Nigerian Bar Association
- Type: Professional Association
- Purpose: Promote legal professionalism
- Location: Federal Capital Territory, Abuja;
- Official language: English
- President: Oyinkansola Badejo-Okusanya
- General Secretary: Dr. Mobolaji Ojibara
- Website: www.nigerianbar.org.ng

= Nigerian Bar Association =

Nigerian Law Organization

The Nigerian Bar Association (NBA) is a non-profit, umbrella professional association of lawyers admitted to the Bar by the Council of Legal Education in Nigeria. It is engaged in the promotion and protection of human rights, the rule of law and good governance. The NBA has an observer status with the African Commission on Human and People's Rights, and a working partnership with many national and international non-governmental organizations concerned with similar goals in Nigeria and in Africa.
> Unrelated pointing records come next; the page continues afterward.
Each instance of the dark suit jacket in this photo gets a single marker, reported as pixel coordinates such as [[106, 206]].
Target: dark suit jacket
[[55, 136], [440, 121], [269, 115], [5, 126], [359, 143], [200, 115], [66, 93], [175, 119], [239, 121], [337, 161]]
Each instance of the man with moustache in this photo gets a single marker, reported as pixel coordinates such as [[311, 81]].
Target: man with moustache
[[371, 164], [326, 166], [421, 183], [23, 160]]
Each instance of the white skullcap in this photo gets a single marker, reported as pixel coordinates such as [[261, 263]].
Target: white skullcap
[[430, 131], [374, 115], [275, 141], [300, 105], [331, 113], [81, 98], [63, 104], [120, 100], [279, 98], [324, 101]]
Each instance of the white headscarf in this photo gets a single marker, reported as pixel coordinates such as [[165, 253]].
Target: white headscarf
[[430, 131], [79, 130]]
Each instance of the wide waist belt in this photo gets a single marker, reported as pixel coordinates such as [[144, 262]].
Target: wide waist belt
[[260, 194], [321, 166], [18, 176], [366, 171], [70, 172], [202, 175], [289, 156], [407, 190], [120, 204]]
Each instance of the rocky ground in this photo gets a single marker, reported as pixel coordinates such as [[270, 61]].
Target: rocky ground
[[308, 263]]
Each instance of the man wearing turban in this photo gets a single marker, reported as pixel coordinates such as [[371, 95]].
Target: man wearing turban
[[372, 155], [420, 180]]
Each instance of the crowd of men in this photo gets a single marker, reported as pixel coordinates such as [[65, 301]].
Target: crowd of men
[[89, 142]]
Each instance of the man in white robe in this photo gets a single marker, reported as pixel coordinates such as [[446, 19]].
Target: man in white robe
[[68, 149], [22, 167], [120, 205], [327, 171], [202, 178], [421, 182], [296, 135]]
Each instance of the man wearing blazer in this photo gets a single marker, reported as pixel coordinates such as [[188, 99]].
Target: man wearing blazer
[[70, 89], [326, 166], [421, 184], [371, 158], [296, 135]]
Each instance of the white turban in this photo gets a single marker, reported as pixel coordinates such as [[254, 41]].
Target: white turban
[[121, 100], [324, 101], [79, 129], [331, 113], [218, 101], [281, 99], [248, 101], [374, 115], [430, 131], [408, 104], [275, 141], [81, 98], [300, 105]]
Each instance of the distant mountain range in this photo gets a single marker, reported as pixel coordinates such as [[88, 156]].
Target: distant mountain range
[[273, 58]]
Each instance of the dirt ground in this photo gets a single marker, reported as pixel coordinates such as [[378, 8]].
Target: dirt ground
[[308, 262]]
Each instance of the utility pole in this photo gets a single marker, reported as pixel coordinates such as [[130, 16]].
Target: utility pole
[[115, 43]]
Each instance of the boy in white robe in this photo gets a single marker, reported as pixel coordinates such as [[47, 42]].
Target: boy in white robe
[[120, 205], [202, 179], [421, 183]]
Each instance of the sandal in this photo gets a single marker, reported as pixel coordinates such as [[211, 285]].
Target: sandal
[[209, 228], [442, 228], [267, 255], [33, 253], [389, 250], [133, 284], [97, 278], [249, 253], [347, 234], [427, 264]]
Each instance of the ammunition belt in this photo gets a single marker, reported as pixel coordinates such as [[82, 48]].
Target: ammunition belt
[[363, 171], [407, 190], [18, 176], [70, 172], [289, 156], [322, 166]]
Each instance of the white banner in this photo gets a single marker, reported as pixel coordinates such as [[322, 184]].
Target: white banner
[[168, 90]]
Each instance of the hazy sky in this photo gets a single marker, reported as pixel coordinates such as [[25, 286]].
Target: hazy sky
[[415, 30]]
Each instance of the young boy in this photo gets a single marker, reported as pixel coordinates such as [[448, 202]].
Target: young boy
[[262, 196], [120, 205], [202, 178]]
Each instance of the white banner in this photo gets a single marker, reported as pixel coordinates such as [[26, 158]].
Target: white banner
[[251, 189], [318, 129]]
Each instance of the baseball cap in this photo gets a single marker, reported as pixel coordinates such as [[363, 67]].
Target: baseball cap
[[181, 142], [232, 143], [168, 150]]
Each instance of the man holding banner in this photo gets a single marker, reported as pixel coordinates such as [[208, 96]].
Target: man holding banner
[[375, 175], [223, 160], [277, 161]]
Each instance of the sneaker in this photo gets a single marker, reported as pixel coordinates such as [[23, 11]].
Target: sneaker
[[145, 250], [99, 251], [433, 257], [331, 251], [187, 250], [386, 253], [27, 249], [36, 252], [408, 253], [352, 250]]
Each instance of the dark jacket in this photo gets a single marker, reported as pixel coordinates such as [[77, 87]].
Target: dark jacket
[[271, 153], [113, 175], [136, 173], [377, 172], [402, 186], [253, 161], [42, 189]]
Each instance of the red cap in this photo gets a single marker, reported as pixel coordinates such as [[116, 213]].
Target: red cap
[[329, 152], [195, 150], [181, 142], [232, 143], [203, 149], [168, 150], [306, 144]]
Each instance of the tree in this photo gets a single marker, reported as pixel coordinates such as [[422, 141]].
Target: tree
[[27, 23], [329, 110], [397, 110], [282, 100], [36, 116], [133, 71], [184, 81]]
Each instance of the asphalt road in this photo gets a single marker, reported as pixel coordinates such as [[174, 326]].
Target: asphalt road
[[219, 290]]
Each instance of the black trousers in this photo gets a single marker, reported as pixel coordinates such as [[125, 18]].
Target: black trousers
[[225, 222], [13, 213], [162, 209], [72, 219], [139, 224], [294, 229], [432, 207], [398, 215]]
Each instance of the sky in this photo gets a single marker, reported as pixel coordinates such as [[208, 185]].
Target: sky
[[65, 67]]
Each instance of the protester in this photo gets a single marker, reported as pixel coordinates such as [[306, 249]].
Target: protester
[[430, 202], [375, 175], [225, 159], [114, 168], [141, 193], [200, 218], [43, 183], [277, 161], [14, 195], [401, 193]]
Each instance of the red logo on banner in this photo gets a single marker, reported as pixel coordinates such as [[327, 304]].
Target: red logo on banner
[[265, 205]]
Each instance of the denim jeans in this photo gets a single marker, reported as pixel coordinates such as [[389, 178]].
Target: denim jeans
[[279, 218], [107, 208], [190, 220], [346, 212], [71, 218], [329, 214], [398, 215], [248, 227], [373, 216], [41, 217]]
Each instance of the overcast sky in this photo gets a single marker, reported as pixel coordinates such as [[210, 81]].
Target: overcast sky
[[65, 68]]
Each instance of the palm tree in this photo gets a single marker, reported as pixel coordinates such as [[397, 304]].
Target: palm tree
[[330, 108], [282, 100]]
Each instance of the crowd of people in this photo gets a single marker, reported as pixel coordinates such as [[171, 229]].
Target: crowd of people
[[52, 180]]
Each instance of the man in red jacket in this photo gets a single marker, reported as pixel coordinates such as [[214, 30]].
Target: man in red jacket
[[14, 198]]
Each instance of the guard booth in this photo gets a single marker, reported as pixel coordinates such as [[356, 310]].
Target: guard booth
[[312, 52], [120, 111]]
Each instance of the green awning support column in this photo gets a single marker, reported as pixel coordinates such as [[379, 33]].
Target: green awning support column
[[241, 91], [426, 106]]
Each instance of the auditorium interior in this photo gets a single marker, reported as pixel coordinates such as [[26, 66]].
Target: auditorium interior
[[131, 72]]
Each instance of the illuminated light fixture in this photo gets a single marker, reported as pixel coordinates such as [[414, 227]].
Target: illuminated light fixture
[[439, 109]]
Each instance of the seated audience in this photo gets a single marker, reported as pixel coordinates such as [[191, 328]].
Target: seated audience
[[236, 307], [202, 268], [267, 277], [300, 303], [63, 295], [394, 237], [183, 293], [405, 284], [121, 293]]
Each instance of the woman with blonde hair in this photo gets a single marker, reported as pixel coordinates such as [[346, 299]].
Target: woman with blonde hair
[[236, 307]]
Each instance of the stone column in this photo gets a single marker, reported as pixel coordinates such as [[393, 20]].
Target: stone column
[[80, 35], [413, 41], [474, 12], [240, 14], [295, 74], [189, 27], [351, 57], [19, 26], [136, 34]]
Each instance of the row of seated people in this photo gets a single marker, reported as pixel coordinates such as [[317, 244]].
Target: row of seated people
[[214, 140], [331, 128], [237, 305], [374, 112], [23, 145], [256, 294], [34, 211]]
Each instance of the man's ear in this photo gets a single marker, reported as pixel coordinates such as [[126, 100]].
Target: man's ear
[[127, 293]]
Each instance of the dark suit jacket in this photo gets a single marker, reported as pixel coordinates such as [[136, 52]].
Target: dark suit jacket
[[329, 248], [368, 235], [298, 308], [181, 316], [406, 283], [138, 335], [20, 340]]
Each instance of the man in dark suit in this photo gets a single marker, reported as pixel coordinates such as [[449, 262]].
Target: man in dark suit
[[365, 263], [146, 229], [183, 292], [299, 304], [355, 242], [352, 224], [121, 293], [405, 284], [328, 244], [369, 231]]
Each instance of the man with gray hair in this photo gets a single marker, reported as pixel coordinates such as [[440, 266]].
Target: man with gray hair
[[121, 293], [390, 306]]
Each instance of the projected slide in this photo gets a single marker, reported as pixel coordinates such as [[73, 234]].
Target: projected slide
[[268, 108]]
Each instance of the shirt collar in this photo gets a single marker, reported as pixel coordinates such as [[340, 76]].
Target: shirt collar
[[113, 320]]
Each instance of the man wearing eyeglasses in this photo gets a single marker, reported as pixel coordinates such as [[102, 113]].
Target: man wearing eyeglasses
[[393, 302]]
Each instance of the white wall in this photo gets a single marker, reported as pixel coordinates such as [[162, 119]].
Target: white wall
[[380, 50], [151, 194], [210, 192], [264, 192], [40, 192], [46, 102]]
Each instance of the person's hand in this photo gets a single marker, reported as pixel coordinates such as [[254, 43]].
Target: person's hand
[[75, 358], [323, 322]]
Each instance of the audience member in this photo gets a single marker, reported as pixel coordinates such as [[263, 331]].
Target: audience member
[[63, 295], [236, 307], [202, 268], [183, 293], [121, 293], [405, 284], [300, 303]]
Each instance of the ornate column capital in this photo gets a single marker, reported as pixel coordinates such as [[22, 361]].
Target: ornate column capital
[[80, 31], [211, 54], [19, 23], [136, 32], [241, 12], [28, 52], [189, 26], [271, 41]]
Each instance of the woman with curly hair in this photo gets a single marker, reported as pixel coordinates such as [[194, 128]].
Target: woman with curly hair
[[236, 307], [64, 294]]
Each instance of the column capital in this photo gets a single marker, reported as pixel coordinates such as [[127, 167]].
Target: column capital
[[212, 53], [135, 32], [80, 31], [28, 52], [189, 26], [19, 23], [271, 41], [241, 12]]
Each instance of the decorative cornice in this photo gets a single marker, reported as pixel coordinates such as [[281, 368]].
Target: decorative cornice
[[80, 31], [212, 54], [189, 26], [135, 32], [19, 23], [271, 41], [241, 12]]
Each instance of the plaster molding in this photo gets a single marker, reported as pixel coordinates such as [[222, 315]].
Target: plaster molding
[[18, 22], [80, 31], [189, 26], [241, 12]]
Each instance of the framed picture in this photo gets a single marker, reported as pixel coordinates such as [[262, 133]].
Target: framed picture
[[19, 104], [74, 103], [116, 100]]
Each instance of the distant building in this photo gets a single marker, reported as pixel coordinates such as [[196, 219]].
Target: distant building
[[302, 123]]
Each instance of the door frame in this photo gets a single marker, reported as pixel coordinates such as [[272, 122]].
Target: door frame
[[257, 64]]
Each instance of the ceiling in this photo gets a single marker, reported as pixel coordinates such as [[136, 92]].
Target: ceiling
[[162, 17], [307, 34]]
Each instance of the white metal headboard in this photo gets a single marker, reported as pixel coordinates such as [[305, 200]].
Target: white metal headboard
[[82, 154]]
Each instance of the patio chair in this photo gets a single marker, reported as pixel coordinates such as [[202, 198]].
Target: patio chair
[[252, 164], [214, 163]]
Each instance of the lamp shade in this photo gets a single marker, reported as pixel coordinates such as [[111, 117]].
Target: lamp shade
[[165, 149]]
The NBA is made up of 129 branches, three professional sections, two specialized institutes, and six practice-cadre forums.

Its National Secretariat is managed from Abuja. Its organizational structure comprises a National Executive Council, a National Officers/Management Board, sections, forums, committees, working groups and a National Secretariat with 54 staff as at June 2024.

The president of the Nigerian Bar Association is Afam Osigwe, SAN and the General Secretary is Dr. Mobolaji Ojibara.